Not yesterday, when Coach reported North American comparable sales that missed analysts’ predictions as well as its own projection. Concerned about Coach’s ability to hold on to its market share, investors pushed the stock down the most in almost 11 years.
The largest U.S. maker of luxury leather goods is facing rising competition from companies, such as Michael Kors Holdings Ltd., piling into the lucrative handbag category that Coach has dominated for more than a decade. A slowdown in U.S. consumer spending amid weak economic growth hasn’t helped. Analysts at Piper Jaffray Cos. and Jefferies Group Inc. yesterday dropped their recommendations that investors buy the shares.
“Coach needs to sustain the strength of their full-line stores and reinstate consumer interest” in their outlet stores, Matt Arnold, a Des Peres, Missouri-based analyst with Edward Jones & Co., who recommends buying the shares, said in a telephone interview. “That is not going to be easy in this environment.”
Coach, based in New York, helped invent mass luxury with $299 handbags that are affordable for middle-income consumers. As the U.S. market pioneer, the company reaped the rewards. For the past 12 quarters, revenue has grown an average of 14 percent. Net income has risen 14 percent or more in each quarter of Coach’s just-finished year.
Frankfort, speaking to investors on a conference call yesterday, reiterated his long-term goals for the company.
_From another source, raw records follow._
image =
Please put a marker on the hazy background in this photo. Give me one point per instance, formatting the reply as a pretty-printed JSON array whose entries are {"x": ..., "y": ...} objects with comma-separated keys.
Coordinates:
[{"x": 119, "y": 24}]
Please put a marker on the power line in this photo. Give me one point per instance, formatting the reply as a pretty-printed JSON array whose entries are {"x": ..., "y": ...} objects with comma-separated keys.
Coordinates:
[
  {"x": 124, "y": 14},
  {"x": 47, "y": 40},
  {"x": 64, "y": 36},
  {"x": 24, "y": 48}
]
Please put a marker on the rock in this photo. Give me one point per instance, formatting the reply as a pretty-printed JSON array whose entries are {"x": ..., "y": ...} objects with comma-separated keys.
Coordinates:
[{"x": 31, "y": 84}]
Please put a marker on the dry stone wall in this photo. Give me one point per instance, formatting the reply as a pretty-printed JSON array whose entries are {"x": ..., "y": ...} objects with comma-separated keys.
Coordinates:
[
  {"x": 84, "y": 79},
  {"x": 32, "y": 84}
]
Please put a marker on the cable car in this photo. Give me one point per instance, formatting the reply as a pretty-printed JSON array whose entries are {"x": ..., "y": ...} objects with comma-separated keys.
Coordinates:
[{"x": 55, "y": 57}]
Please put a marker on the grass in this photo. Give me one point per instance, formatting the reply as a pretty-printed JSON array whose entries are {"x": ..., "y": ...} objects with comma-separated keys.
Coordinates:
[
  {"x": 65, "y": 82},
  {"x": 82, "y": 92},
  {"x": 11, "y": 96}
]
The Coach team is “very confident in our long-term growth prospects and our ability to drive our business at a double-digit pace,” Frankfort said.
Sales at North American stores open at least a year advanced 1.7 percent in the quarter ended June 30, compared with a gain of 10 percent a year earlier. Jennifer Davis, an analyst at Lazard Capital Markets, had projected an increase of 5 percent. Coach forecast growth of at least the same pace as the previous quarter’s 6.7 percent gain.
Kors’s North American comparable sales soared 37 percent in its most recent quarter.
Market share losses hurt Coach’s comparable sales, Michael Binetti, a UBS AG analyst, wrote in a note to clients yesterday.
Coach fell 19 percent to $49.33 at the close in New York yesterday, for the biggest drop since Sept. 17, 2001. The shares, down 19 percent this year, had almost tripled in value from the beginning of 2009 to the end of 2011.
Frankfort’s ability to beat estimates quarter after quarter through the recession and lackluster recovery was due in part to the fact that handbags are one of the luxuries women are still willing to buy. While consumers began spending less on jewelry this year, prompting New York-based Tiffany & Co. to cut its profit and sales forecasts in May, handbag sales marched on.
In recent years, women have switched their spending from clothes to handbags, which last longer, can be worn more often and don’t have to fit. In 2011, Americans spent $8.5 billion on bags, according to Accessories magazine, an industry publication. Handbag sales have been growing about 10 percent a year, according to Coach. Compare that to the women’s apparel market, which has been growing about 4 percent.
As a result, the fragmented fashion accessories category has attracted growth-hungry bag makers -- rivals Coach didn’t need to worry about before.
One is Kors. With a 9.5 percent share, the Hong Kong-based company has become a “significant threat” to Coach’s 35 percent share of the U.S. handbag market, Binetti wrote in a July 23 report. If Kors meets its own current-year targets, it can gain another 3 percentage points of share, creating headwinds for Coach’s revenue and earnings per share, estimated Binetti, who is based in New York and has a neutral rating on the shares.
In addition to Kors, Coach is facing competition from Tory Burch LLC, Fifth & Pacific Cos.’ Kate Spade and Ralph Lauren Corp. At the same time, Americans have curbed discretionary purchases amid slow economic growth that has made joblessness stubborn. Consumer spending in the U.S. stagnated in June as incomes increased. Household purchases, which account for about 70 percent of the economy, were unchanged in June after a 0.1 percent decrease the prior month, according to a Commerce Department report yesterday.
Coach said “an increasingly promotional environment” prompted slower-than-expected growth at its factory outlets, which Frankfort said were “entirely responsible” for the sales growth deceleration. The company said it re-instituted discount coupons late in the quarter, which was helping.
Robust handbag demand will continue, Frankfort said. Still, with rivals circling, Frankfort has been building alternate sources of growth. Yesterday, he called out efforts to build up non-handbag goods in the Legacy line, which was introduced last month and recalls Coach’s original designs. He mentioned outerwear, jewelry, watches and scarves.
He cited 60 percent sales growth in China, and a doubling of sales in men’s goods in the year that ended June 30.
As the shares sank, he sought to assure investors: “We’re driven to win.”